At that point in the conversation, I remembered the verse I had been reading before we started talking: “ May the God of hope fill you with all joy and peace as you trust in him, so that you may overflow with hope by the power of the Holy Spirit.” (Romans 15:13) It is such an encouraging verse, one of my favorites. So, I handed her the little card.

 “Here, I want you to have this,” I said.

“Oh, don’t you want it?” She asked.

“No, it’s for you. I have that verse in my heart,” I assured her, putting my hand over my heart.

She proceeded to show me the cross necklace she was wearing, her grandmother’s,

 and then the two bracelets around her wrist. One of them had a golden charm attached to it. 

“Look,” she said. “It has my husband’s fingerprint on it!” His fingerprint had been imprinted on the oval shaped charm.

“Whenever I feel like he’s far away, I just touch his fingerprint!”

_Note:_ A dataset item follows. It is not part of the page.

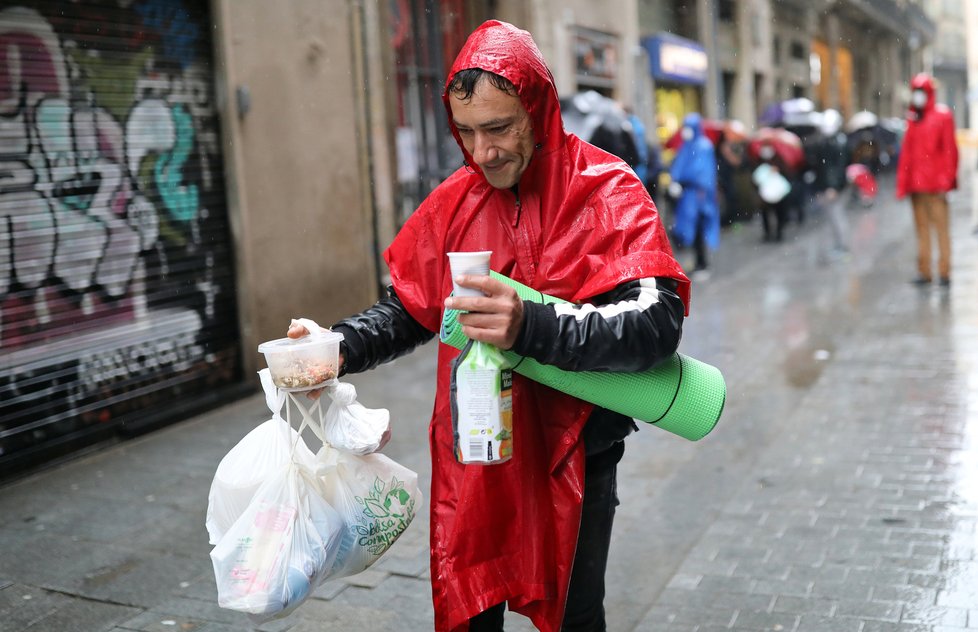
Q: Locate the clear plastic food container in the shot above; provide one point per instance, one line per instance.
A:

That was a beautiful thought. After she had left, I couldn’t help thinking how amazing it was that our paths crossed at just that moment. The Lord works in wonderful ways, doesn’t He? The therapist’s remark, the scripture on the memory card… encouragement to those in need. Praise the Lord!

Heaven sent

words of grace and mercy

touchdown!  (JLL)

“ ‘For my thoughts are not your thoughts, neither are your ways my ways,’” declares the LORD.As the heavens are higher than the earth, so are my ways higher than your ways and my thoughts than your thoughts. As the rain and the snow come down from heaven, and do not return to it without watering the earth and making it bud and flourish, so that it yields seed for the sower and bread for the eater, so is my word that goes out from my mouth: It will not return to me empty, but will accomplish what I desire and achieve the purpose for which I sent it.’” (Isaiah 55:8-11 NIV)

                                   Bakersfield Memorial Cemetery (where my parents ashes are interred).